Please note This post is mainly intended for my personal use. It is not peer-reviewed work and should not be taken as such.
A framework for creating titles for documents, following different strategies than those found in earlier (as of 2002) articles.
Because they find 2 problems in previous solutions:
Using a language model to measure the syntatic correctness of a given word sequence gives too much weight to common words (e.g. pronouns), which are rarely words that capture the semantics of a document.
Using the whole document to select words from wrongly assumes that all parts of the document are equally relevant in determining the overall theme of a document.
They assume the existence of a hidden state1 called an information source from which both the document itself and the title sample from.
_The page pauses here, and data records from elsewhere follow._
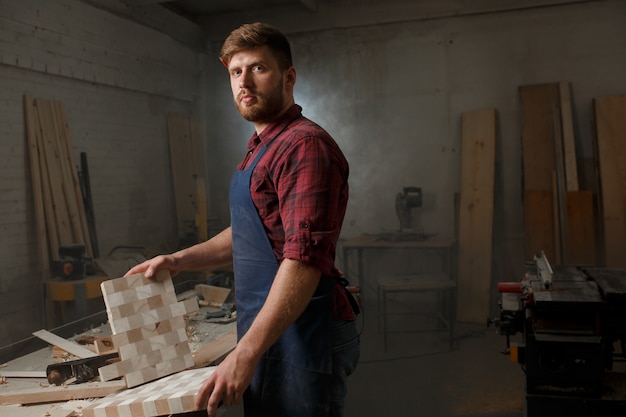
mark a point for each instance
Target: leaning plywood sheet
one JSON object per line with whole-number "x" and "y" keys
{"x": 610, "y": 114}
{"x": 538, "y": 105}
{"x": 169, "y": 395}
{"x": 148, "y": 328}
{"x": 476, "y": 215}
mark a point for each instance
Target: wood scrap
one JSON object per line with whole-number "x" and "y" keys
{"x": 214, "y": 296}
{"x": 68, "y": 392}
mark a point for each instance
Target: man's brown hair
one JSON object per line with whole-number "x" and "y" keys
{"x": 255, "y": 35}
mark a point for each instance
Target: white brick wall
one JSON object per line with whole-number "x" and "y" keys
{"x": 117, "y": 80}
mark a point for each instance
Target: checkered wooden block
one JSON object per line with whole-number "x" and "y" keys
{"x": 148, "y": 328}
{"x": 169, "y": 395}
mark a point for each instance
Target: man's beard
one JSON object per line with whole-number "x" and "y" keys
{"x": 267, "y": 107}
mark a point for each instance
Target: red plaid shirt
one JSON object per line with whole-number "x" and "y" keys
{"x": 300, "y": 190}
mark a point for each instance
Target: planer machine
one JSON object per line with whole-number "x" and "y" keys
{"x": 570, "y": 328}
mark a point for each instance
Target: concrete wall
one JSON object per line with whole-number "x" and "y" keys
{"x": 392, "y": 95}
{"x": 117, "y": 80}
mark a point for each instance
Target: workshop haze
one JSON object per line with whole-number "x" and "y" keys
{"x": 484, "y": 234}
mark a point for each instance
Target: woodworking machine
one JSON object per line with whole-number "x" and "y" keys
{"x": 572, "y": 325}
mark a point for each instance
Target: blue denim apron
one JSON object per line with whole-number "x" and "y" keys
{"x": 293, "y": 378}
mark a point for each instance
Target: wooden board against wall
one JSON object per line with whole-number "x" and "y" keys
{"x": 188, "y": 174}
{"x": 538, "y": 104}
{"x": 610, "y": 117}
{"x": 56, "y": 190}
{"x": 476, "y": 215}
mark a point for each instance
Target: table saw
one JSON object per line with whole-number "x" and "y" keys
{"x": 570, "y": 324}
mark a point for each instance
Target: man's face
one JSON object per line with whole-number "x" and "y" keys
{"x": 258, "y": 85}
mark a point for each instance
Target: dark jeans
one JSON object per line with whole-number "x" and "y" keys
{"x": 346, "y": 352}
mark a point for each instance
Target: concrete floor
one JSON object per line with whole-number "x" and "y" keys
{"x": 419, "y": 376}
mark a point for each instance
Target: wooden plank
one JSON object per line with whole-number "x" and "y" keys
{"x": 569, "y": 145}
{"x": 154, "y": 316}
{"x": 55, "y": 174}
{"x": 476, "y": 215}
{"x": 169, "y": 395}
{"x": 55, "y": 393}
{"x": 537, "y": 105}
{"x": 71, "y": 347}
{"x": 539, "y": 224}
{"x": 127, "y": 290}
{"x": 39, "y": 410}
{"x": 35, "y": 174}
{"x": 582, "y": 231}
{"x": 150, "y": 303}
{"x": 146, "y": 332}
{"x": 66, "y": 177}
{"x": 610, "y": 120}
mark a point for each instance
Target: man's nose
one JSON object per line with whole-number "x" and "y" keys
{"x": 244, "y": 79}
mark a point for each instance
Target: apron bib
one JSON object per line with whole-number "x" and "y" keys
{"x": 293, "y": 377}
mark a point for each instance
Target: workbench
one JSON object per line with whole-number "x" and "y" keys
{"x": 58, "y": 294}
{"x": 444, "y": 247}
{"x": 24, "y": 377}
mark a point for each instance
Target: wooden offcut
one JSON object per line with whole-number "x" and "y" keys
{"x": 148, "y": 328}
{"x": 61, "y": 393}
{"x": 476, "y": 215}
{"x": 610, "y": 120}
{"x": 71, "y": 347}
{"x": 581, "y": 243}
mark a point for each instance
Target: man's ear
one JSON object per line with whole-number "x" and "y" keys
{"x": 290, "y": 76}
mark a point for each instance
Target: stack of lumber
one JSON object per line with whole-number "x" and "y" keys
{"x": 59, "y": 209}
{"x": 559, "y": 217}
{"x": 148, "y": 327}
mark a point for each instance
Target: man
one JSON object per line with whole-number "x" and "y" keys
{"x": 297, "y": 341}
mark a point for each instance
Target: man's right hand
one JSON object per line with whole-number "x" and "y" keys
{"x": 150, "y": 266}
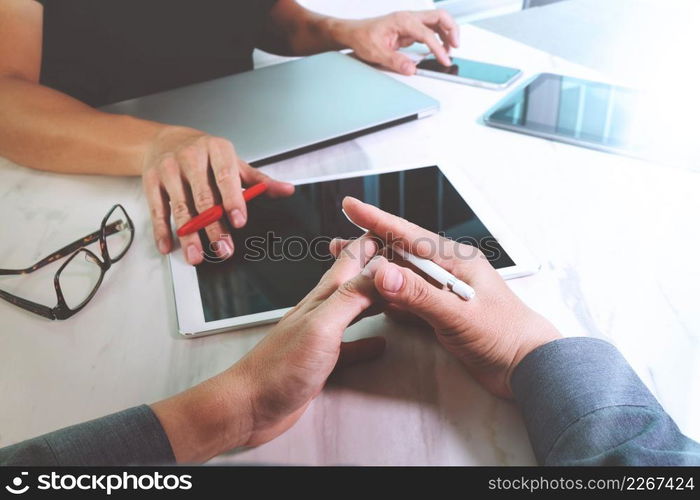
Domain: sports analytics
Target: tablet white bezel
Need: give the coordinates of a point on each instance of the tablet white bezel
(188, 301)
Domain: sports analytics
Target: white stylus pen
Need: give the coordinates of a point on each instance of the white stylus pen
(445, 278)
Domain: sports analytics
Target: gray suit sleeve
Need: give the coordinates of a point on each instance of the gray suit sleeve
(584, 405)
(130, 437)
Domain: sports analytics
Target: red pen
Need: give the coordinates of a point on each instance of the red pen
(217, 211)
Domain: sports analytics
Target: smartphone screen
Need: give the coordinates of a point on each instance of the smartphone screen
(472, 70)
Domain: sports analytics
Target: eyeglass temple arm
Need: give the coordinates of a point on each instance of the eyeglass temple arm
(110, 229)
(40, 309)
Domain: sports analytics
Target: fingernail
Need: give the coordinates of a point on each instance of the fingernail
(162, 246)
(192, 254)
(370, 268)
(393, 280)
(238, 218)
(223, 249)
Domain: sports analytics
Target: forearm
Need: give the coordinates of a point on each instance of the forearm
(44, 129)
(208, 419)
(130, 437)
(584, 405)
(295, 31)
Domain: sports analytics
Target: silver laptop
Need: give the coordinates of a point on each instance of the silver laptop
(289, 108)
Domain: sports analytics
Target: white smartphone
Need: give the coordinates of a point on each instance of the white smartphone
(468, 72)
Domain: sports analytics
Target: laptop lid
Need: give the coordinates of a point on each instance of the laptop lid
(287, 108)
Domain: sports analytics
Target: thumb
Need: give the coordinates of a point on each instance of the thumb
(402, 287)
(401, 63)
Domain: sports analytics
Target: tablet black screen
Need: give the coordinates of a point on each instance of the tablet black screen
(283, 250)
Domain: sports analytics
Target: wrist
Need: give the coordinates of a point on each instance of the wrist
(545, 334)
(338, 32)
(208, 419)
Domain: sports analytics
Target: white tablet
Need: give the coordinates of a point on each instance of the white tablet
(282, 251)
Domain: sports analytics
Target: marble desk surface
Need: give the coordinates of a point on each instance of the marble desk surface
(617, 239)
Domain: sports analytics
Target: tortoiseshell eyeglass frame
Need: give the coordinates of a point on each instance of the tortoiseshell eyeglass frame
(62, 310)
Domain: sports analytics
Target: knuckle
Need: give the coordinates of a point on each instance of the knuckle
(168, 163)
(222, 174)
(348, 290)
(157, 215)
(180, 209)
(219, 143)
(402, 17)
(418, 293)
(203, 199)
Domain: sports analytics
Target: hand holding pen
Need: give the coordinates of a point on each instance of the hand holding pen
(490, 333)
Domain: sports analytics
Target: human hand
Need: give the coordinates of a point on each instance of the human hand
(288, 368)
(186, 172)
(378, 39)
(490, 333)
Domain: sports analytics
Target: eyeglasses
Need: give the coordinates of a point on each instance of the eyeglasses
(81, 275)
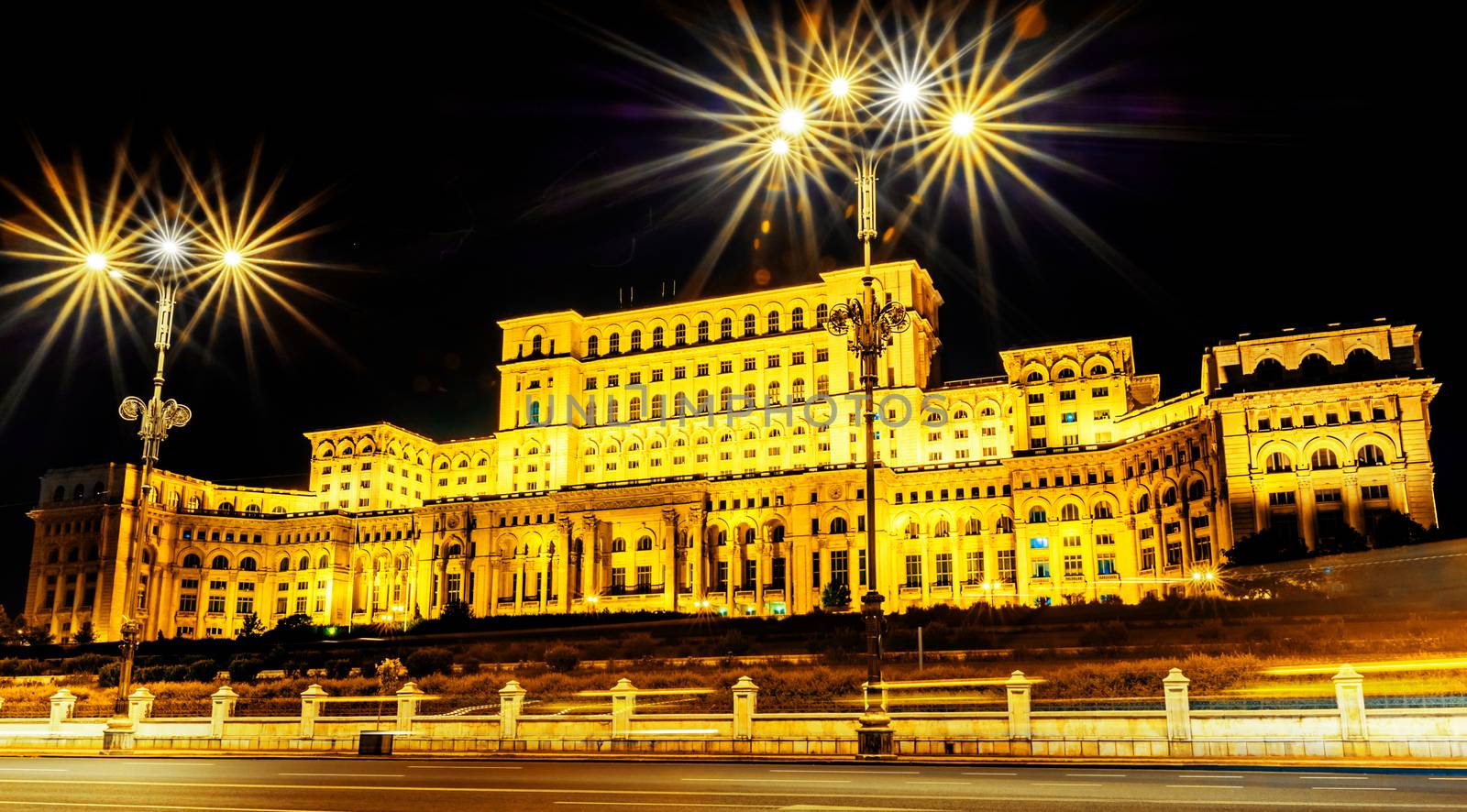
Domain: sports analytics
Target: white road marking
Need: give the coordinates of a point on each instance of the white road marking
(855, 772)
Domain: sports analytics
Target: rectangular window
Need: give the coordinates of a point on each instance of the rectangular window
(943, 562)
(914, 570)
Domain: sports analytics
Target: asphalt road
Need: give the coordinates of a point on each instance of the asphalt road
(334, 785)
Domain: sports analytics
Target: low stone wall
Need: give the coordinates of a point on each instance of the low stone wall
(1346, 731)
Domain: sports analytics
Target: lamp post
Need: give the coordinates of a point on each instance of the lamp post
(154, 416)
(870, 325)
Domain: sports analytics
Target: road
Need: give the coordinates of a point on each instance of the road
(335, 785)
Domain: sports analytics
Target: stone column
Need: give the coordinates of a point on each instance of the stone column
(222, 708)
(62, 704)
(623, 704)
(139, 704)
(745, 695)
(1350, 697)
(310, 708)
(410, 698)
(511, 701)
(1019, 697)
(1178, 707)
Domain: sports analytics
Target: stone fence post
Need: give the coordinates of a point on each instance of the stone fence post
(62, 704)
(310, 708)
(511, 701)
(1019, 692)
(1178, 707)
(745, 697)
(1350, 697)
(408, 702)
(222, 708)
(623, 704)
(139, 704)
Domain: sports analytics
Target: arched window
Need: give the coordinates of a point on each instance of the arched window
(1361, 362)
(1269, 371)
(1315, 367)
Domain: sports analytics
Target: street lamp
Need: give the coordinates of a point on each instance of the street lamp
(870, 325)
(154, 416)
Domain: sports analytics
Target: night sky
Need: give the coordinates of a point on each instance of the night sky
(1302, 185)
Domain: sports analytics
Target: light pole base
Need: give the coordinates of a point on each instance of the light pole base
(117, 735)
(873, 741)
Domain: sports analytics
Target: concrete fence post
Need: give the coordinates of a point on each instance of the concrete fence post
(511, 701)
(1019, 692)
(220, 709)
(62, 704)
(310, 708)
(1350, 697)
(408, 702)
(1178, 707)
(745, 697)
(139, 704)
(623, 704)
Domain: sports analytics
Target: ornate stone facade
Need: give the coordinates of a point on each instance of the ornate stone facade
(628, 467)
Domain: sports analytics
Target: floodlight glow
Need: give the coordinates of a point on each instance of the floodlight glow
(792, 120)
These models are estimated assuming independence between parameters.
Previous (as of 2002) approaches for text generation follow a 2-phase process:
- 1) Word selection phase
- 2) Word ordering phase (of words selected in step 1)
- Authors claim the new model beats the old model (no hidden state) with respect to both objective and subjective evaluation metrics.
Results are measured using an objective measure (F-score) between the original text and the generated texts but also a subjective measure is used whereby human subjectives are asked to rate the generated titles in a scale of 1-5 according to how fitting they are.
A word's TF-IDF score is used as a proxy for that word's rarity.
The author's model the relationship between a document and its title as a translation from a source, verbose language into a target, more concise language.
Authors affirm that there is a difference between title generation and other similar tasks like automatic text summarization and keyword extraction.
1: As in Hidden Markov Models, for instance.